Personal information
- Date of birth: 31 December 1923
- Place of birth: Kilsyth, Scotland
- Position: Goalkeeper

Senior career*
- Years: Team / Apps / (Gls)
- 1941–1948: Third Lanark
- 1948–1952: Reading / 100 / (0)
- 1952–1955: Shrewsbury Town / 78 / (0)
- 1959: Aberdeen / 3 / (0)

Managerial career
- 1957–1959: Pakistan
- 1959–1961: Al Ahly

= John McBride (footballer) =

Scottish footballer and manager

John McBride (born 31 December 1923) was a Scottish professional footballer and football manager. McBride played as a goalkeeper for Reading and Shrewsbury Town, and also served as head coach of the Pakistan national team between 1957 and 1959.

== Playing career ==
McBride started his career on 12 September 1941 at Glasgow club Third Lanark. He signed for Reading in March 1948, and played until and 1953 making a total of 106 appearances throughout various competitions. During his spell there he became a fully-qualified physiotherapist and took all the top FA coaching certificates. He later featured for Shrewsbury Town between 1952 and 1955. He also served as player-coach of the club in 1954.
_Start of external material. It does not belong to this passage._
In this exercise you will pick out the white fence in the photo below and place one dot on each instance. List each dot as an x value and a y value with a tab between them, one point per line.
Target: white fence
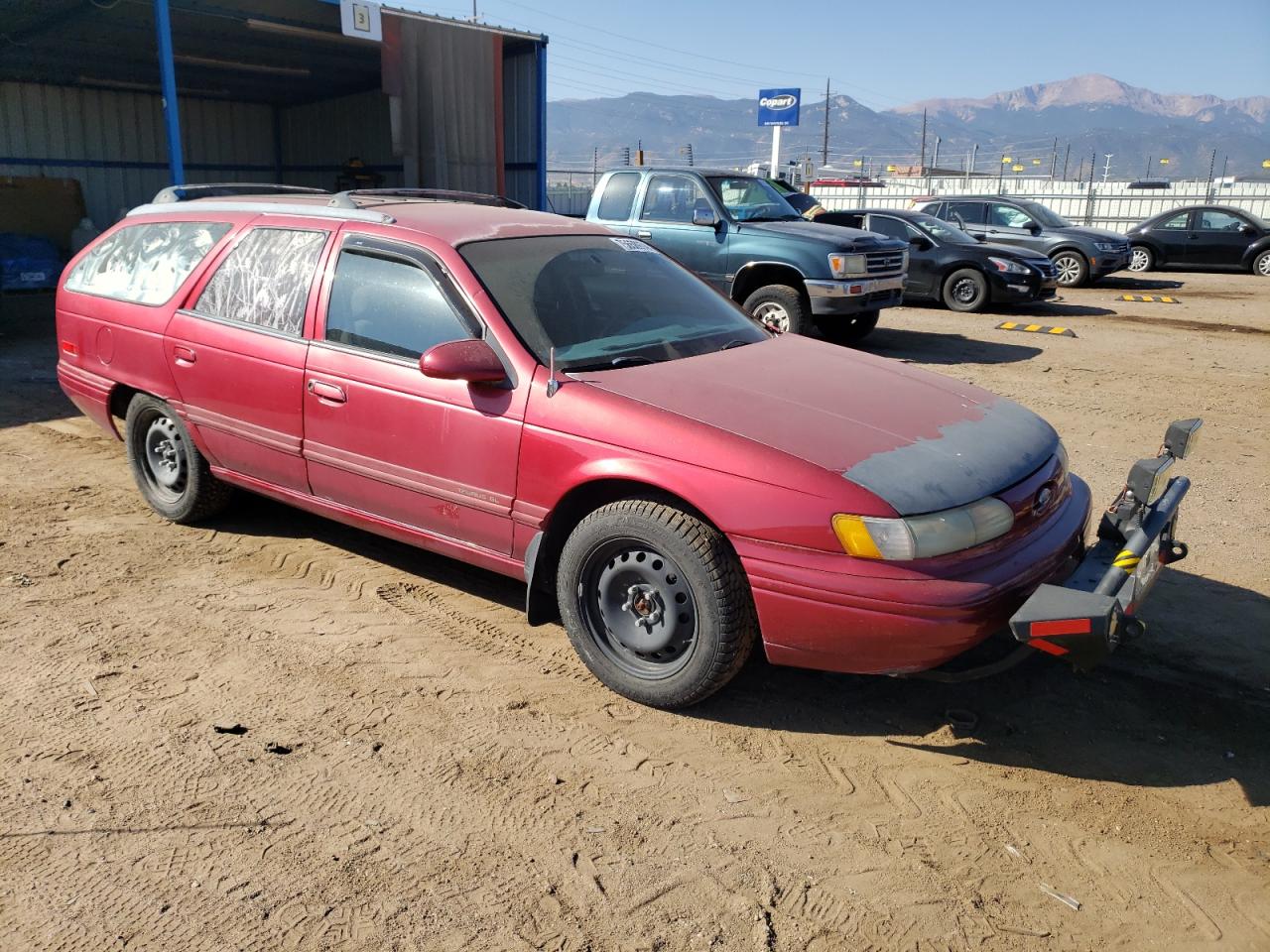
1111	204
After coaching Pakistan, he returned to Scotland in August 1959 when he was on holidays in his wife's native city Aberdeen, playing for Aberdeen where he made 3 appearances. He volunteered to play for a month before leaving to work in Egypt as coach for Al Ahly of Cairo.

== Coaching career ==
Along with his playing career, McBride served simultaneously as coach of the British Army Western Command Sports Board and in schools in Shropshire.

On 10 October 1957 at the age of 33, McBride was signed as coach for the Pakistan national team on a two-year contract. He took his international team position after being dissatisfied by the contract offered by his playing team Shrewsbury Town.

He served as head coach for the 1958 Asian Games, although it is unclear if he ultimately travelled to Tokyo for the Asian Games with the contingent team. McBride culminated his coaching tenure with the national team after a tour to Burma in April 1959.

== Refereeing career ==
During his time in Pakistan, McBride also officiated matches at the 1958 Aga Khan Gold Cup.